İqbal Masih, ruhu erken yaşta yara alan çocuklardan sadece biri. 1982 yılında Pakistan’ın küçük bir köyünde dünyaya gelir. Dört yaşına kadar köyde doğan bütün çocukların kaderiyle eşdeğerdir yaşadıkları. Emekler, yürür, koşar ve oynar. Başına geleceklerden habersiz top koşturur evin bahçesinde. Baba, bacası tüten evin yükünü bırakır gider ve tüm sorumluluk annenin sırtına küfe gibi binmiştir. İqbal henüz dört yaşındayken 600 rupi yani 12 dolar karşılığında halı fabrikasına satılır.

Dünyanın pek çok ülkesinde çocukların değişmez kaderidir bu. Büyüklerin karanlık mahzenlerine adım adım indirilir ve hayatın tahammül edilemez yüzüyle karşı karşıya bırakılırlar. Bazıları bu ağır yükü taşıyamaz, bu acımasız döngünün içinde yok olup gider. Kimi çocuklar da ilk andan itibaren isyan ve başkaldırının haklı mücadelesini hayatları pahasına öderler. İqbal, haklı olmanın dirençli tarafında yerini alır. Halı dokuma tezgahının başında, üzerinde salınan ışığın altında çocukluğunu kaybettiği an bu gerçeğin farkına varır. 

Çalıştırıldığı yerin kötü koşulları, uygulanan cezalar ve aç bırakılan çocuklar. Şahit olduklarını içinin dehlizlerine bir bir akıtır. Sessizdir, birlikte çalıştığı otuz arkadaşı gibi. Onu akranlarından ayıran özelliği bedenine ve ruhuna ağır gelen bu yükten kurtulma isteğini eyleme dönüştürmesi. Pek çok kez kaçış yolları arar ve kaçmayı başarır demir parmaklıklarla örülü, havasız odadan. Ama her defasında yakasından sımsıkı tutulur ve gerisin geriye halı dokuma tezgahının önüne zincirlenir.

Eğer bir insan hayata yenik başladığının idrakine varıyorsa, çırpınır. Göğün tellerine asılan uçurtmalar gibi hür olmak için her şeyi göze alır/ almalıdır. Değil mi ki nefes alışımız bile bir kısır döngünün ritmine tutulmuştur. Çocuk işçiler de kafese kapatılan kuşlar gibi çırpınır, göğüs kafeslerine sıkıştırılan insanlığın ağır bedelini ödeyerek üstelik.

Yetişkinler bir zamanlar çocuk olduklarını ne de çabuk unutuyorlar. Çocukların bir kalbi olduğunu görmezden geliyorlar.

İqbal Masih, bir semboldür aslında. Asırlardır süregelen zulmü haykıran küçük bedenlerden biridir sadece.
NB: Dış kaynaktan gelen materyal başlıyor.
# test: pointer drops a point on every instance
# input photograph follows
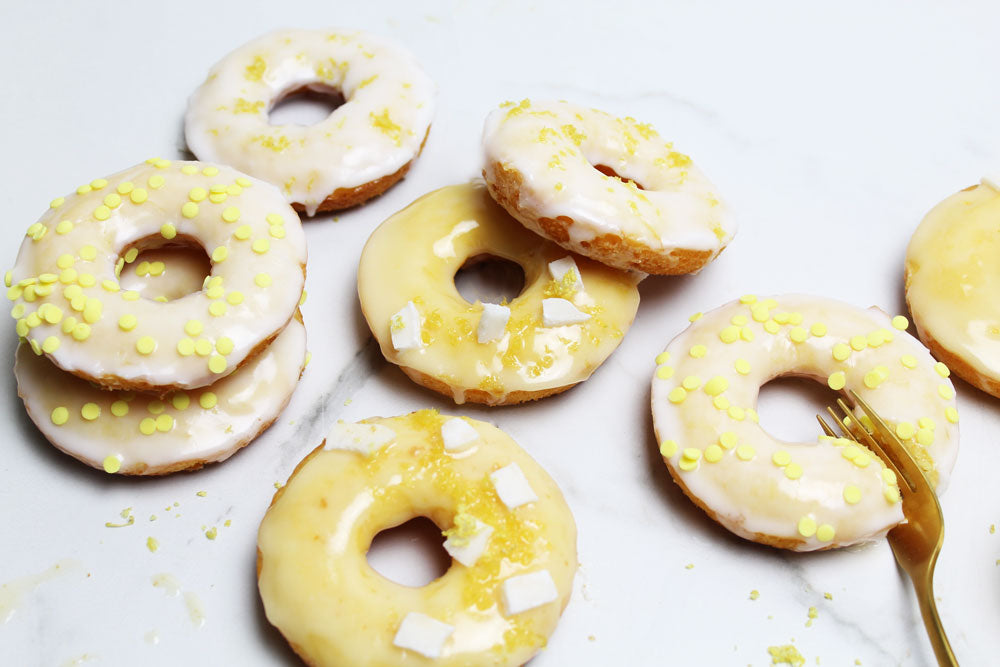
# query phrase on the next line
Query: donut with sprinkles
(798, 495)
(69, 304)
(608, 188)
(508, 530)
(361, 149)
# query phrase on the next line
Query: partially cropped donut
(953, 283)
(608, 188)
(571, 314)
(798, 495)
(70, 305)
(359, 151)
(507, 526)
(133, 433)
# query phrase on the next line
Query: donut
(365, 146)
(571, 314)
(69, 303)
(801, 496)
(608, 188)
(952, 279)
(134, 433)
(509, 531)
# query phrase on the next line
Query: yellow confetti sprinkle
(112, 464)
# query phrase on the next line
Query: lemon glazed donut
(571, 314)
(798, 495)
(133, 433)
(364, 147)
(605, 187)
(952, 280)
(508, 529)
(69, 304)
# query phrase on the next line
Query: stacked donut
(131, 358)
(587, 204)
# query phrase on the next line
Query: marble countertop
(830, 130)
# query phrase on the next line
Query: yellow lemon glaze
(413, 257)
(133, 433)
(953, 279)
(797, 495)
(379, 129)
(67, 274)
(557, 145)
(334, 609)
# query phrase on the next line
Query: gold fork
(917, 541)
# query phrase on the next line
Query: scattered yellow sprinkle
(112, 464)
(145, 345)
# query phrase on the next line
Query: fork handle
(924, 589)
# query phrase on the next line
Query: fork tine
(867, 440)
(901, 461)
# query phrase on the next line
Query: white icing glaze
(379, 129)
(745, 488)
(318, 589)
(528, 356)
(556, 146)
(244, 403)
(76, 254)
(953, 278)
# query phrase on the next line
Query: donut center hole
(411, 554)
(306, 106)
(166, 272)
(608, 171)
(788, 406)
(489, 279)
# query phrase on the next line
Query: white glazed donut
(359, 151)
(133, 433)
(797, 495)
(70, 306)
(608, 188)
(508, 528)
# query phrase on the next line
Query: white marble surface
(832, 131)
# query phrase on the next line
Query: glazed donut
(952, 280)
(608, 188)
(507, 526)
(797, 495)
(68, 300)
(364, 147)
(134, 433)
(571, 315)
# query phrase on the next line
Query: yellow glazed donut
(570, 316)
(508, 529)
(797, 495)
(608, 188)
(953, 281)
(69, 303)
(359, 151)
(133, 433)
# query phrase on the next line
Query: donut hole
(489, 279)
(608, 171)
(788, 406)
(165, 270)
(411, 554)
(306, 106)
Kapitalizmin ve beraberinde gelen tüketim çılgınlığının uzantısıdır çocuk işçiler. Her türlü savaşın kaybedenidir onlar. Tutup kaldırabilmeli, ellerinden tutabilmeli çocukları. Yoksa bir gece vakti ansızın gelen sayıklamadan öteye geçmez iplere dizdiğimiz kelimeler.

İqbal aç bırakılır, falakaya yatırılır, elleri ve ayakları zincirlenerek kaçması engellenir. Oysa o bütün çocukların özgürlüğü için açmıştır isyan bayrağını. “Kimsenin bize bunu yapmaya hakkı yok” diyerek çığlık atmaktadır. Sesini duyurmak için tekrar harekete geçer. Arkadaşlarının korku dolu bakışları arasında, “Geri geleceğim ve hepinizi buradan çıkaracağım” der fısıltıyla. Bu kez kasabaya gelen bir derneğin üyelerine sesini duyurmayı başarır. Gerekli belgeleri alarak, fabrika yöneticisine çocukları çalıştırmanın yasal olmadığını haykırır. Böylece otuz arkadaşını o kör mahzenden çekip çıkarır. “Korkmayın siz özgür doğdunuz. Kimsenin sizi burada tutmaya hakkı yok. Benimle gelin” der.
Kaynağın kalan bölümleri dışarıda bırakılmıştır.